Now let’s work out per capita:
To get this, we’ll divide the number of journeys by population. As the journeys are in millions, we’ll need to multiply that figure by 1,000,000 first.
merged$per.capita <- (merged$journeys*1000000)/merged$ALL.AGES
Let’s isolate the regions again:
> regions <- grep("E12",merged$LA.Code) > regions <- merged[regions, ] > regions LA.Code Local.Authority year journeys 87 E12000001 North East X2015.16 180.1 88 E12000002 North West X2015.16 433.8 89 E12000003 Yorkshire and The Humber X2015.16 329.7 90 E12000004 East Midlands X2015.16 197.7 91 E12000005 West Midlands X2015.16 343.6 92 E12000006 East of England X2015.16 181.6 93 E12000007 London X2015.16 2292.6 94 E12000008 South East X2015.16 353.1 95 E12000009 South West X2015.16 217.3 NAME ALL.AGES per.capita 87 NORTH EAST 2624621 68.61943 88 NORTH WEST 7173835 60.46975 89 YORKSHIRE AND THE HUMBER 5390576 61.16230 90 EAST MIDLANDS 4677038 42.27034 91 WEST MIDLANDS 5751000 59.74613 92 EAST 6076451 29.88587 93 LONDON 8673713 264.31587 94 SOUTH EAST 8947913 39.46172 95 SOUTH WEST 5471180 39.71721
Like we did when looking at house prices in Leeds, we’ll order the data per capita, smallest to largest:
regions$Local.Authority <- factor (regions$Local.Authority, levels = regions$Local.Authority [order(regions$per.capita)])

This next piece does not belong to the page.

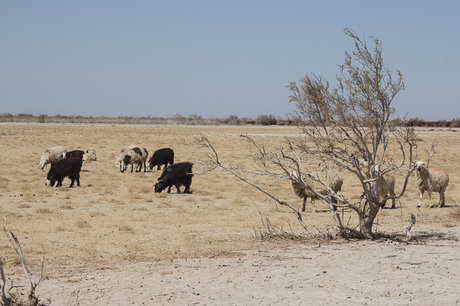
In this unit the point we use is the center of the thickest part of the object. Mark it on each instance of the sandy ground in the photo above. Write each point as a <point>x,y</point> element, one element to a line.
<point>425,271</point>
<point>113,241</point>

OK, let’s plot a bar graph to see whether London still stands out:
p <- ggplot(regions, aes(x = Local.Authority, y = per.capita)) + geom_bar(stat="identity") + ggtitle("Bus journeys per head") + labs(x = "Region",y = "Journeys per person, 2015/16") #reduce label size labelss <- c("East","SE","SW","East Mids", "West Mids","NW","Yorkshire & Humber","NE","London") #formatting p + scale_x_discrete(labels = labelss) + theme(plot.title = element_text(size = 58), axis.text.y = element_text(size = 24), axis.text.x = element_text(size = 20), axis.title = element_text(size = 26))
Analysis:
Adjusting for population is in fact a better way to show the point from my previous post.
I can’t say why Londoners take the bus more often than the rest of the country.

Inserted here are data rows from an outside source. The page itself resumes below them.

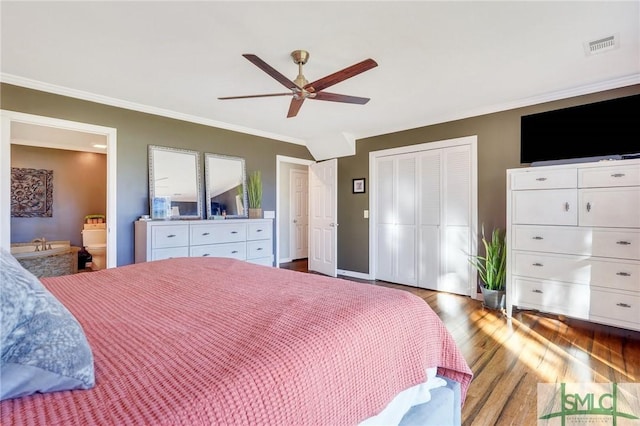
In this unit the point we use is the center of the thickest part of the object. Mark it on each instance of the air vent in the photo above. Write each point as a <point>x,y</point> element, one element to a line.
<point>601,45</point>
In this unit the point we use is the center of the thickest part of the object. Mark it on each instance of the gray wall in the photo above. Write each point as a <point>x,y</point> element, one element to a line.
<point>498,150</point>
<point>136,131</point>
<point>79,189</point>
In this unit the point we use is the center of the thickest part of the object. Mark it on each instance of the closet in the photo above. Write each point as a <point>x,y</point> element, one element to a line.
<point>423,214</point>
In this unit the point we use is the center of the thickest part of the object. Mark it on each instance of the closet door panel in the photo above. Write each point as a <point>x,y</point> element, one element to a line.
<point>385,191</point>
<point>429,261</point>
<point>429,194</point>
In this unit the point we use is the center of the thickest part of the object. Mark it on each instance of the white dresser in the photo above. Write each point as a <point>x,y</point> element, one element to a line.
<point>243,239</point>
<point>573,240</point>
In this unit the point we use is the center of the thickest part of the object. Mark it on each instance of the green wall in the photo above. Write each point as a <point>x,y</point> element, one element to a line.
<point>498,150</point>
<point>137,130</point>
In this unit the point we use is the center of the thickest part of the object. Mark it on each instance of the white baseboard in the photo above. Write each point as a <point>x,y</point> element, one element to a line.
<point>354,274</point>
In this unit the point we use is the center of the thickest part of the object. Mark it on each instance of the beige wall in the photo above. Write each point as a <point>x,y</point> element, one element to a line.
<point>79,189</point>
<point>498,150</point>
<point>137,130</point>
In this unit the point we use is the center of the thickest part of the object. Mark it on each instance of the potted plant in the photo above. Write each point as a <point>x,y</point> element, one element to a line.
<point>254,193</point>
<point>492,269</point>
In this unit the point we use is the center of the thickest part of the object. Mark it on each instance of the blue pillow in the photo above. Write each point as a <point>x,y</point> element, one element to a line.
<point>44,348</point>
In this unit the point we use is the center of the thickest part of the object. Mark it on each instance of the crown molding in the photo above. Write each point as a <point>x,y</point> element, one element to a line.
<point>87,96</point>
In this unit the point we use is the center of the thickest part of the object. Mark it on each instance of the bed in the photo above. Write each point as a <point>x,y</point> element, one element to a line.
<point>202,341</point>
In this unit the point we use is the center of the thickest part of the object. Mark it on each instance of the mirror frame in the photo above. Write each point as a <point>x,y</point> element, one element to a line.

To be sure, the population density plays a large part. But the West Midlands and the South East, for example, are largely densely populated areas with a fraction of the bus use of the capital.
To compare like with like as best as possible, you could refer back to the ‘per ITA’ tab on the original spreadsheet. You’ll see that London still has more than twice as many journeys per head as any other densely populated major urban area in England.
I could have gone with urban areas from the beginning, but it needed some tinkering to get it in the correct format. For the purposes of merge, it was easier to use regions. But the points are still valid: buses shouldn’t just serve big cities. And even the cities they do serve are nowhere close to London.
If it is true that buses are more available in London, then I’m hopeful that devolution will see the rest of the country catch up with the capital. They are after all, a useful way of getting around.